On the first evening following treatment, 21.62% of children in the control group and 16.21% in the LLLT group received analgesics. On the second and third evenings, only 5.40% of children in both groups received analgesics. Amounts of postoperative analgesics did not vary significantly by group, gender, or number/location of extracted teeth (p > 0.05) (Table 2).

Table 2.

Statistical Variables Associated with Analgesic Usage and Postoperative Pain According to Visual Analogue Scale (VAS) and Wongs–Baker FACES ^® Pain Rating Scale (PRS) After Extraction With and Without Laser Application

	Evening 1st day		Evening 2nd day		Evening 3rd day
Groups	Control	Laser	Control	Laser	Control	Laser
Analgesic usage (subjects)	8 (22%)	6 (16%)	2 (5%)	2 (5%)	2 (5%)	2 (5%)
p ^a Values	1.00		1.00		0.107
VAS-PRS correlation
Spearman's ρ/p Value	0.768/0.00^b	0.899/0.00^b	0.817/0.00^b	0.922/0.00^b	1.00/0.00^b	1.00/0.00^b
VAS Scores
Mean ± SD	2.05 ± 2.027	1.68 ± 1.973	0.59 ± 1.404	0.49 ± .0989	0.16 ± 0.727	0.22 ± 0.787
Median	2.00	0.00	0.00	0.00	0.00	0.00
Maximum	10	6	6	4	4	4
PRS scores
Mean ± SD	2.00 ± 2.00	1.62 ± 1.991	0.38 ± 1.139	0.49 ± 1.096	0.11 ± .458	0.22 ± 0.787
Median	2.00	0.00	0.00	0.00	0.00	0.00
Maximum	10	6	6	4	2	4

Fisher's exact test, no significant difference (p > 0.05).

Correlation is significant (p < 0.01).

Pain ratings provided by parents (VAS) and children (PRS) showed significant correlation, with p values of <0.01. The correlation coefficient ρ varied between 0.768 and 1.00 (Table 2).

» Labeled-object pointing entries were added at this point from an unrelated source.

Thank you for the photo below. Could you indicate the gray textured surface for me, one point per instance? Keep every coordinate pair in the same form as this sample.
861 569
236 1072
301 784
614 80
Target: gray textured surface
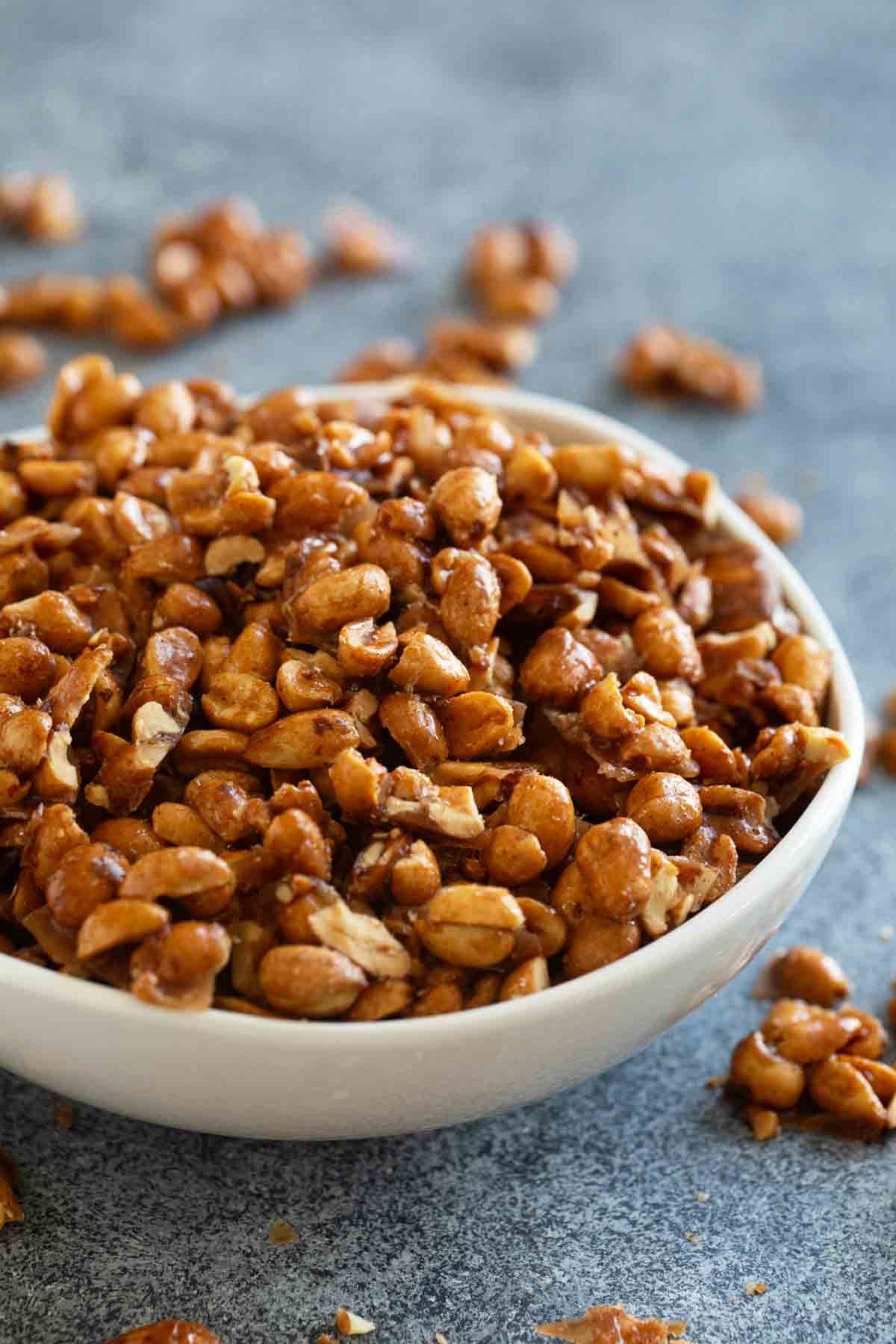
729 166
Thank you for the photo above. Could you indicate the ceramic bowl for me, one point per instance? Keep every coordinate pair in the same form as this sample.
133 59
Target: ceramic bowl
230 1074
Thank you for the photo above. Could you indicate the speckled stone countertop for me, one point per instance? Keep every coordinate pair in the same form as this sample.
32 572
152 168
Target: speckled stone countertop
727 166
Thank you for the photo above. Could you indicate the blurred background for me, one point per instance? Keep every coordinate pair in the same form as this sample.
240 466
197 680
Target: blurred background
729 167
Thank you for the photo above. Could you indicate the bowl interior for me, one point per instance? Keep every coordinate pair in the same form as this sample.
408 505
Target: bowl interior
696 939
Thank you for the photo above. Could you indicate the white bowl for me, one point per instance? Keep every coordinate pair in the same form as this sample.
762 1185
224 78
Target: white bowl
228 1074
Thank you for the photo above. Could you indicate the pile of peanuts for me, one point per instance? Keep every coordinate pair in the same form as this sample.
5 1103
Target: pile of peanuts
812 1055
374 710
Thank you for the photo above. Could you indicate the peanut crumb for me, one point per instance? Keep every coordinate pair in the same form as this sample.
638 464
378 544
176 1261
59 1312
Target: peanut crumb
610 1325
765 1124
281 1233
10 1206
347 1323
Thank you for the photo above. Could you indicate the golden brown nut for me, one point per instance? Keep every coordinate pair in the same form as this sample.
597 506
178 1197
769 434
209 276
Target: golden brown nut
665 806
309 981
809 974
615 860
778 517
766 1077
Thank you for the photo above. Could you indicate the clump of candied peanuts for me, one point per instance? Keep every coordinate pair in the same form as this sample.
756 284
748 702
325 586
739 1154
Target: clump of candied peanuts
514 273
203 267
812 1061
664 361
374 710
40 206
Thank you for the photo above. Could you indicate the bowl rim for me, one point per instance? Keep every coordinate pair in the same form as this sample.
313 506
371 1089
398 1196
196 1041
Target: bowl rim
694 939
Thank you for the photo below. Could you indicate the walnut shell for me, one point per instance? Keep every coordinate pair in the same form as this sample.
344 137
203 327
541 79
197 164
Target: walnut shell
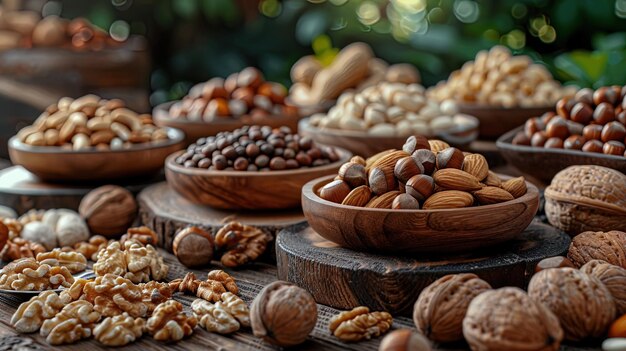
582 198
507 319
613 277
283 314
609 247
109 210
582 303
440 308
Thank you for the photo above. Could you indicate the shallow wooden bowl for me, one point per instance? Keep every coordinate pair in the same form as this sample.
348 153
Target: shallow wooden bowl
544 164
495 121
235 190
365 145
417 231
198 129
52 163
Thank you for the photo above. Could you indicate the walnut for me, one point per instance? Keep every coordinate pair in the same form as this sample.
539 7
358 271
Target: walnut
119 330
74 261
609 247
74 322
359 324
144 235
92 247
243 243
283 314
27 274
613 277
508 319
582 198
582 303
440 308
113 295
31 314
21 248
109 210
170 323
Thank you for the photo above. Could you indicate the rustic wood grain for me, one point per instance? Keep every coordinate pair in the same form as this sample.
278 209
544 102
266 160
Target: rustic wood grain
446 230
233 190
164 210
22 190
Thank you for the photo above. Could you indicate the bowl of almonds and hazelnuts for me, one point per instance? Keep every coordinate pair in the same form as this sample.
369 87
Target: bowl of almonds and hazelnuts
253 168
92 139
426 198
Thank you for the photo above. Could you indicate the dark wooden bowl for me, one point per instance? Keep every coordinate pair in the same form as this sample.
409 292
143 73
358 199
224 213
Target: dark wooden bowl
198 129
544 164
417 231
236 190
365 145
52 163
495 121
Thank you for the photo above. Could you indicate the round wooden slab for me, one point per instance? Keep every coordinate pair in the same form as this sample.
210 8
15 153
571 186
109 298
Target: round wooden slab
164 210
344 279
22 190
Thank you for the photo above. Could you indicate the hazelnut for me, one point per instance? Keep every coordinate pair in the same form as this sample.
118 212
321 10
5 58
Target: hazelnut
613 131
335 191
420 187
406 168
592 132
593 146
581 113
193 246
404 340
405 202
353 173
613 148
450 158
283 314
604 113
108 210
554 262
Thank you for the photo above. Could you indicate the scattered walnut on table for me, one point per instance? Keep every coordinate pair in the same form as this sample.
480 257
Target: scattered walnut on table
170 323
74 322
360 324
242 243
119 330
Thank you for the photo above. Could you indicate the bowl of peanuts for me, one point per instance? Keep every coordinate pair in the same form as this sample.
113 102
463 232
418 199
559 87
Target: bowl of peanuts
93 139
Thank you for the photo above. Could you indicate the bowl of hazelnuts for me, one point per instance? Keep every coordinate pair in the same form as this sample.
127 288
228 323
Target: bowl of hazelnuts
217 105
427 197
251 168
589 128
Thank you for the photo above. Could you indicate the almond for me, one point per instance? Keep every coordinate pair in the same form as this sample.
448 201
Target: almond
492 180
456 179
476 165
448 199
359 196
515 186
383 201
492 195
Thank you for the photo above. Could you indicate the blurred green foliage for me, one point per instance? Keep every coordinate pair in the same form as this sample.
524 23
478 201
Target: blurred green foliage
582 41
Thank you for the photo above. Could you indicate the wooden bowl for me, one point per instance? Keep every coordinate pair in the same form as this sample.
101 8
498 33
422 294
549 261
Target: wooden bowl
53 163
417 231
198 129
544 164
495 121
365 145
235 190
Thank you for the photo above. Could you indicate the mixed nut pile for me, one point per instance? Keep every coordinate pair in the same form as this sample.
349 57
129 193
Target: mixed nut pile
427 174
91 122
256 148
244 95
590 121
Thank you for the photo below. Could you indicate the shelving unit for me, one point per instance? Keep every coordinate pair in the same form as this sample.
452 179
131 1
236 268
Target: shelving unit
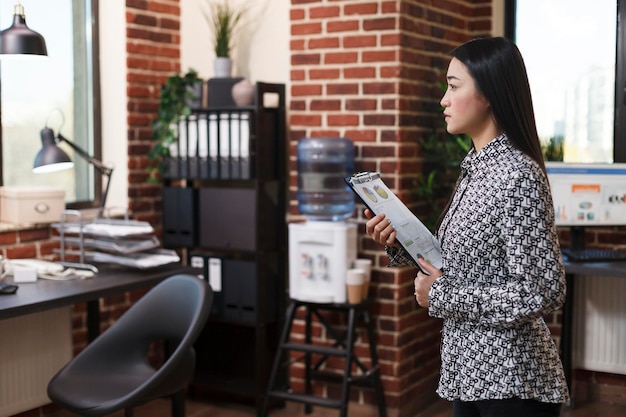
224 202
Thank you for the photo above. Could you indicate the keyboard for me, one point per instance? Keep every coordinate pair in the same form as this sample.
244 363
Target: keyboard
594 255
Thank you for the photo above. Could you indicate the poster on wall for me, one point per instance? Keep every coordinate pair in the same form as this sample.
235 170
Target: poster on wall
588 194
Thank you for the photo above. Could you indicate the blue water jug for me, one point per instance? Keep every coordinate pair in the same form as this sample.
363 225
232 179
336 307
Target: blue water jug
323 164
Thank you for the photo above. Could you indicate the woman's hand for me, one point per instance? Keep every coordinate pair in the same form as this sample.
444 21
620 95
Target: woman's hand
423 281
380 229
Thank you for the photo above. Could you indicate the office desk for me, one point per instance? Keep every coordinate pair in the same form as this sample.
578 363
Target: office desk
607 269
48 294
38 315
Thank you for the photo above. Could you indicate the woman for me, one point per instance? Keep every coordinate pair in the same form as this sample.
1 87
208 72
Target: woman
502 268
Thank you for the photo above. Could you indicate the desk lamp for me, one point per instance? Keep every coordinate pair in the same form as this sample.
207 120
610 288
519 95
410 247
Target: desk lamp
20 41
51 158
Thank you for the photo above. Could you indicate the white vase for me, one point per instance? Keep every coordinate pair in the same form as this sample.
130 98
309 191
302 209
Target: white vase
243 93
222 67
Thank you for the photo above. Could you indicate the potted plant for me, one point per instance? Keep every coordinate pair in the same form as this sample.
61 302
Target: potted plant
224 21
175 97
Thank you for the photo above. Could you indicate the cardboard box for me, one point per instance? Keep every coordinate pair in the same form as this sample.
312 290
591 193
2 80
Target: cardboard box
31 204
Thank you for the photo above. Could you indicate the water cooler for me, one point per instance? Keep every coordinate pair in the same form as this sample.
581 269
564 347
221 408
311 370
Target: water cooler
323 248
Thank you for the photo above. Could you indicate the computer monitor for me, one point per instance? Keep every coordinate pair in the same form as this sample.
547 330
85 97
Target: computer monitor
588 194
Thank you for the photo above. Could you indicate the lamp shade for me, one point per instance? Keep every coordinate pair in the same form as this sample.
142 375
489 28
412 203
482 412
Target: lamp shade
19 39
50 157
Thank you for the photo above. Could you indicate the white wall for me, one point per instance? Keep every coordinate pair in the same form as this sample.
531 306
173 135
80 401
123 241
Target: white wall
262 54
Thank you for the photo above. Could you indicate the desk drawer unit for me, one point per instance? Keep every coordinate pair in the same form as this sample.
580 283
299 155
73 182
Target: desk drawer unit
32 349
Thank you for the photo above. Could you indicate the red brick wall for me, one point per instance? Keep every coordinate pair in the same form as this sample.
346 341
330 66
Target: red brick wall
362 69
368 71
153 54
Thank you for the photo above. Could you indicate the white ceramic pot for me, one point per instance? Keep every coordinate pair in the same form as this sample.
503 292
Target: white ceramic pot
243 93
222 67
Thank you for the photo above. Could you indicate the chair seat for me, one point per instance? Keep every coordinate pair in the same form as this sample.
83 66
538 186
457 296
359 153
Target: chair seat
86 390
113 372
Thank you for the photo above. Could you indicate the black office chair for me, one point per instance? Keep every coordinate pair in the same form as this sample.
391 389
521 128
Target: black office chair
113 372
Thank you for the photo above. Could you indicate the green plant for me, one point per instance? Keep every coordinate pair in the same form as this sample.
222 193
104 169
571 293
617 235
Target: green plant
443 154
173 103
224 20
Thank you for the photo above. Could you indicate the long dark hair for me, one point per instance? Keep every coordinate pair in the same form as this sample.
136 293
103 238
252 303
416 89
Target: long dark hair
498 69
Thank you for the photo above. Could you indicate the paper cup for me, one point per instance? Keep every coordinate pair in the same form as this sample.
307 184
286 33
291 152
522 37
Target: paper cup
355 279
365 265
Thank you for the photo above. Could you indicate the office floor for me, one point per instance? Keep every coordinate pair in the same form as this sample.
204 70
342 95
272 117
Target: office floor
161 408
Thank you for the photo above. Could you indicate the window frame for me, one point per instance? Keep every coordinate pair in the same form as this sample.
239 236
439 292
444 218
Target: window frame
96 139
619 130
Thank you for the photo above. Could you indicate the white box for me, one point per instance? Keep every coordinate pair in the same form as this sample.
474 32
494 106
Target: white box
320 254
31 204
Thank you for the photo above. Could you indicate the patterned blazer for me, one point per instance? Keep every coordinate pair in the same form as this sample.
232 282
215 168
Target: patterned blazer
502 273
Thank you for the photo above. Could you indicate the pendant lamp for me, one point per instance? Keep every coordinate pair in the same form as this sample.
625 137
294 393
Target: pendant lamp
19 40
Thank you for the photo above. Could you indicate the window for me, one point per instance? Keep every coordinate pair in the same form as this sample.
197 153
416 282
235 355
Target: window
59 91
569 48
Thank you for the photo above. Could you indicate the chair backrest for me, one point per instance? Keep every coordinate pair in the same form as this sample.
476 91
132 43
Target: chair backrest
174 311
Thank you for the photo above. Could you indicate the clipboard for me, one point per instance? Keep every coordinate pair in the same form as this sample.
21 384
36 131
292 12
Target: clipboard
411 233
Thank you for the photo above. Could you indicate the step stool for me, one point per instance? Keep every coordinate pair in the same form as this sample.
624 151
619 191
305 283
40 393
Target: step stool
342 347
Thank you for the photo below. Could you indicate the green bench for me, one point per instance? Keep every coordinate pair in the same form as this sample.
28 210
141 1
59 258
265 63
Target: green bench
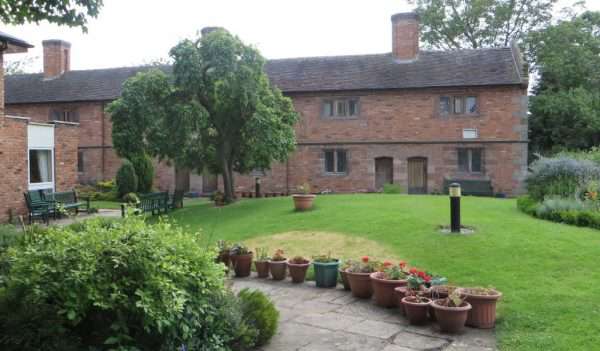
68 200
38 207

Figures 2 –4 show the VAS and PRS scores for postoperative pain on the first, second and third evenings, respectively. For both the VAS and PRS scales, the number of “no pain” scores increased from the 1st to the 3rd day in both the LLLT and control groups. Only one rating of pain as the “worst possible” was given (on the first evening, in the control group) and “severe” or higher pain ratings were given only on the first evening in the LLLT group and on the first and second evenings in the control group. Whereas the LLLT group had more “no pain” responses than the control group on the first evening, the control group had more “no pain” responses than the LLLT group on the second and third evenings according to both VAS and PRS. Whereas mean pain scores reported by parents (VAS) were higher for the control group than for the LLLT group on both the first and second evenings following treatment, mean pain scores reported by children (PRS) were higher for the control group than for the laser group on the first evening only. Median PRS and VAS values also differed between the two groups on the first evening only (Table 2). No significant differences were found in postoperative pain ratings of either parents or children by gender, age, or number or location of extracted teeth (p > 0.05).

FIG. 2.

Post-extraction pain ratings on the evening of the treatment day, day 1. Children's self-ratings on the Wongs–Baker FACES^® Pain Rating Scale (PRS) (n = 37) and parental ratings on the visual analogue scale (VAS) (n = 37) (control, extractions without laser application; laser, extractions with laser applications).

FIG. 3.

Post-extraction pain ratings on the evening of the treatment day, day 2. Children's self-ratings on the Wongs–Baker FACES^® Pain Rating Scale (PRS) (n = 37) and parental ratings on the visual analogue scale (VAS) (n = 37) (control, extractions without laser application; laser, extractions with laser application).

FIG. 4.

Post-extraction pain ratings in the evening of the treatment day, day 3. Children's self-ratings on the Wongs–Baker FACES^® Pain Rating Scale (PRS) (n = 37) and parental ratings on the visual analogue scale (VAS) (n = 37) (control, extractions without laser application; laser, extractions with laser applications).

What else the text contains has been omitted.